With this setup installed, lets run some Django code:
>>> # This retrieval will be performed on the 'credentials' database
>>> fred = User.objects.get(username='fred')
>>> fred.first_name = 'Frederick'
>>> # This save will also be directed to 'credentials'
>>> fred.save()
>>> # These retrieval will be randomly allocated to a slave database
>>> dna = Person.objects.get(name='Douglas Adams')
>>> # A new object has no database allocation when created
>>> mh = Book(title='Mostly Harmless')
>>> # This assignment will consult the router, and set mh onto
>>> # the same database as the author object
>>> mh.author = dna
>>> # This save will force the 'mh' instance onto the master database...
>>> mh.save()
>>> # ... but if we re-retrieve the object, it will come back on a slave
>>> mh = Book.objects.get(title='Mostly Harmless')
Django also provides an API that allows you to maintain complete control over database usage in your code. A manually specified database allocation will take priority over a database allocated by a router.
You can select the database for a QuerySet at any point in the QuerySet "chain." Just call using() on the QuerySet to get another QuerySet that uses the specified database.
using() takes a single argument: the alias of the database on which you want to run the query. For example:
>>> # This will run on the 'default' database.
>>> Author.objects.all()
>>> # So will this.
>>> Author.objects.using('default').all()
>>> # This will run on the 'other' database.
>>> Author.objects.using('other').all()
Use the using keyword to Model.save() to specify to which database the data should be saved.
For example, to save an object to the legacy_users database, you'd use this:
>>> my_object.save(using='legacy_users')
If you don't specify using, the save() method will save into the default database allocated by the routers.
If you've saved an instance to one database, it might be tempting to use save(using=...) as a way to migrate the instance to a new database. However, if you don't take appropriate steps, this could have some unexpected consequences.

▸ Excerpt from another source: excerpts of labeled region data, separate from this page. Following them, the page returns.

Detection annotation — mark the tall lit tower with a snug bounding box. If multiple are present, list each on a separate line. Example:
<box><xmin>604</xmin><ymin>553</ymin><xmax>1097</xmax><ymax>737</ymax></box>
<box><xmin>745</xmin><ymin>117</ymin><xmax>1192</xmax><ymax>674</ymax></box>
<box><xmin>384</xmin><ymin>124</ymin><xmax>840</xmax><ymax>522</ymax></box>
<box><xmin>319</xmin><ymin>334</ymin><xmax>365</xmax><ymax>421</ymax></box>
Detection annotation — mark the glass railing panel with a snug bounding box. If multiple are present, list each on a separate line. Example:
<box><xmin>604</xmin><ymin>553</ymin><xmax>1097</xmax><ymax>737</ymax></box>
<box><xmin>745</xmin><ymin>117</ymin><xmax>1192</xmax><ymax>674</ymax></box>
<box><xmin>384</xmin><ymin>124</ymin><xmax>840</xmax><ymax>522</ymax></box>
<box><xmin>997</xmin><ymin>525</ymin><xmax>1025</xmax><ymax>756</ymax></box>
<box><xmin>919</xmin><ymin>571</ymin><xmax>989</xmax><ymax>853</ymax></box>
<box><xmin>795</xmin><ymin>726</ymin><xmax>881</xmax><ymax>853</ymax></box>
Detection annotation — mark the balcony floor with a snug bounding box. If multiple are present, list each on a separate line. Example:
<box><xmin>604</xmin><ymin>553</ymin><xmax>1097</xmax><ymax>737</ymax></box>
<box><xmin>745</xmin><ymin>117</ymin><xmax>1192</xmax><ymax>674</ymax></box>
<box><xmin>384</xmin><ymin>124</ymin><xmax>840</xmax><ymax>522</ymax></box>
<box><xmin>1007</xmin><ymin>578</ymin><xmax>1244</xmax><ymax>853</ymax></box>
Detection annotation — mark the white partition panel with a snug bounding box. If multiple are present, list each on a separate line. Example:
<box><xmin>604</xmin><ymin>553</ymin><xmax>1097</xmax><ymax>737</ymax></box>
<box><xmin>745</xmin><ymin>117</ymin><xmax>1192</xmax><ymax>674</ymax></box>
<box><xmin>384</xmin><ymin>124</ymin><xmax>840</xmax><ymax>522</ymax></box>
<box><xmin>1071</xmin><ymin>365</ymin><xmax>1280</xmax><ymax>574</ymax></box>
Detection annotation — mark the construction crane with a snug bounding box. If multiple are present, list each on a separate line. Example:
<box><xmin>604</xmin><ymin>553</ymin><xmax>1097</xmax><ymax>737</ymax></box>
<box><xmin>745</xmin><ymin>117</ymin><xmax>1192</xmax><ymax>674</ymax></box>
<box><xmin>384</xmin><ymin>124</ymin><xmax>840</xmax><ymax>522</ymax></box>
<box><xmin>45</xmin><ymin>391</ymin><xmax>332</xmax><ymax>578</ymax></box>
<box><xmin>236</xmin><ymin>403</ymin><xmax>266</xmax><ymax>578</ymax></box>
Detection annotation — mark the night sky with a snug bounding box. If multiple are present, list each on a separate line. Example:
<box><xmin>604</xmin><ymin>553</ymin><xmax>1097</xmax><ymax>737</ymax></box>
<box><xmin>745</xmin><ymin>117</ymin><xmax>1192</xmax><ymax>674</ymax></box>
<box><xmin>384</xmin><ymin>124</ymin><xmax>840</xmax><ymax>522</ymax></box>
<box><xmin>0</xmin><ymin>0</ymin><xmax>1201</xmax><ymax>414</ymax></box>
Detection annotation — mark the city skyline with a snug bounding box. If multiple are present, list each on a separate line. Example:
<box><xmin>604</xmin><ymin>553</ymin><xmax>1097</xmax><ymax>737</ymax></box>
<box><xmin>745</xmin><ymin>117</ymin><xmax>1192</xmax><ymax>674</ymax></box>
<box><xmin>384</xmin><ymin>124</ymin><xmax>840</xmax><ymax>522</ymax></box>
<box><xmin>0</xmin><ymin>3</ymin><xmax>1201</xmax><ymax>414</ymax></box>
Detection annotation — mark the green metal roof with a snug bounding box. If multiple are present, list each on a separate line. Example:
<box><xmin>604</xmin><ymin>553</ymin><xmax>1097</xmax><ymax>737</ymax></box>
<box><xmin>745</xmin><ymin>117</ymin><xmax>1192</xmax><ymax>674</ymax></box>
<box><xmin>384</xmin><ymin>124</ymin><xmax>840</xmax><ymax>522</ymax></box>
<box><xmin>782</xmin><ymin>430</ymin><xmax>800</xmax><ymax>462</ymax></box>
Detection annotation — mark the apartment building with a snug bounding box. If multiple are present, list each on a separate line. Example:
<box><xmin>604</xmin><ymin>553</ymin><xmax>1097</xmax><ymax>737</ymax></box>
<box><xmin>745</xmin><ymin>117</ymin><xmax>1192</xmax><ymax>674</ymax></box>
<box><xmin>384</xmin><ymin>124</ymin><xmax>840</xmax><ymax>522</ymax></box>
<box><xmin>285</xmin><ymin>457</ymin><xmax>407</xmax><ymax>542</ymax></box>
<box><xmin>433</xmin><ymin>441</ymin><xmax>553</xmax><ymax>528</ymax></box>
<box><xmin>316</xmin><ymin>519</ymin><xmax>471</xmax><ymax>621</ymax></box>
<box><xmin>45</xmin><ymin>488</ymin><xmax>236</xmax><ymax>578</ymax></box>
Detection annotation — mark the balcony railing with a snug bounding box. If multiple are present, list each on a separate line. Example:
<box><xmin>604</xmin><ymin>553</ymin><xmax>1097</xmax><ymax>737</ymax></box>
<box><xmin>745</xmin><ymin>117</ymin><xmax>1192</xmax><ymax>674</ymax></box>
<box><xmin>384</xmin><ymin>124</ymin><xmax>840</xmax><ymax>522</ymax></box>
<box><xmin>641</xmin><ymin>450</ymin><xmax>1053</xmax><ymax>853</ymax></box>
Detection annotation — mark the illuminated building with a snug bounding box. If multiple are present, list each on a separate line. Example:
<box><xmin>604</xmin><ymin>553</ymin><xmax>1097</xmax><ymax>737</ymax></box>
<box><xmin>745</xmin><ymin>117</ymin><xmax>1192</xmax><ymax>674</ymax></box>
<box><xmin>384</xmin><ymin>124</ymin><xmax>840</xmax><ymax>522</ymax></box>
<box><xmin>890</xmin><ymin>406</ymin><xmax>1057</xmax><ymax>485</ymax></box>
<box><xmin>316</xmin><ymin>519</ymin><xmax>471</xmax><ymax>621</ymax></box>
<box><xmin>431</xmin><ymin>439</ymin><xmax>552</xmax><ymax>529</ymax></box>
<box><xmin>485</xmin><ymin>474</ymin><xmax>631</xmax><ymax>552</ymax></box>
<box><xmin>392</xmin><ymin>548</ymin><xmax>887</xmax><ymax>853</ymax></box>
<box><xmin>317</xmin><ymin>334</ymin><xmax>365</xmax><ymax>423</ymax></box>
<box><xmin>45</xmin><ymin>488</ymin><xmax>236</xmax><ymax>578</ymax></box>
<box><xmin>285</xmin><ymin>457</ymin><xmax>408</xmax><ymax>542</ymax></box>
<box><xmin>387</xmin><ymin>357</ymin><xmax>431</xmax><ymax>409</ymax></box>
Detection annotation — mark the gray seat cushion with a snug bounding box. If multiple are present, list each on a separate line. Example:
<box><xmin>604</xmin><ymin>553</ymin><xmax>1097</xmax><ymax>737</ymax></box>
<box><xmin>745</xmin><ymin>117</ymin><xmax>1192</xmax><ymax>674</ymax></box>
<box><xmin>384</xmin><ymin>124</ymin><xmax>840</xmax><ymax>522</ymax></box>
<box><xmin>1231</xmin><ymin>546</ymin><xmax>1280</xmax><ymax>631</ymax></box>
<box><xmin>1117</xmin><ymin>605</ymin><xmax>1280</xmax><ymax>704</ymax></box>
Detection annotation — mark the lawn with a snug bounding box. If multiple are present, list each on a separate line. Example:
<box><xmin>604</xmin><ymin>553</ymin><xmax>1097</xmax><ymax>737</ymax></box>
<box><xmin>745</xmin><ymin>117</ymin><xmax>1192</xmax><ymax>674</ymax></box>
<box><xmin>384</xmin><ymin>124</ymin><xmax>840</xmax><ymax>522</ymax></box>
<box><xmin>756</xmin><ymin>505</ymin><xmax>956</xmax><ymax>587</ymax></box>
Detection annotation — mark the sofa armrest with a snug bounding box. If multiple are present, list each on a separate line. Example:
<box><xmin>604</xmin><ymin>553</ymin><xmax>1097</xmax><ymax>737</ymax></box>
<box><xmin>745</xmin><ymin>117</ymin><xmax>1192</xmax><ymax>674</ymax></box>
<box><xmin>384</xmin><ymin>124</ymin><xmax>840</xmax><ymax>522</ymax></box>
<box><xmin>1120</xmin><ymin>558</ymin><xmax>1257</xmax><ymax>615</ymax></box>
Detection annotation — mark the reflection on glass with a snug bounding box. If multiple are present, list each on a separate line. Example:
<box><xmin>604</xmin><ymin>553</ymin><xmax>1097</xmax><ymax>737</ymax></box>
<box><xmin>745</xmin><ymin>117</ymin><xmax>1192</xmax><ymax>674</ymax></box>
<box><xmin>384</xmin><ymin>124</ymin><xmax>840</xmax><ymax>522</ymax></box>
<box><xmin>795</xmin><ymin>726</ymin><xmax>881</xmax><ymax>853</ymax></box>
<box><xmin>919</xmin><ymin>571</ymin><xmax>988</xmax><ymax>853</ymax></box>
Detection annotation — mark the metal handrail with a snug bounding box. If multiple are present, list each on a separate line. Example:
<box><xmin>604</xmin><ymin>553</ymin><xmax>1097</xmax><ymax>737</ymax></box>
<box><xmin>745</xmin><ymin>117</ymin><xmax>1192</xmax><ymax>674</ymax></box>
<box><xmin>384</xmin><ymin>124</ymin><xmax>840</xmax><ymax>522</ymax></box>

Consider the following example:
>>> p = Person(name='Fred')
>>> p.save(using='first') # (statement 1)
>>> p.save(using='second') # (statement 2)
In statement 1, a new Person object is saved to the first database. At this time, p doesn't have a primary key, so Django issues a SQL INSERT statement. This creates a primary key, and Django assigns that primary key to p.
When the save occurs in statement 2, p already has a primary key value, and Django will attempt to use that primary key on the new database. If the primary key value isn't in use in the second database, then you won't have any problems -- the object will be copied to the new database.
However, if the primary key of p is already in use on the second database, the existing object in the second database will be overridden when p is saved.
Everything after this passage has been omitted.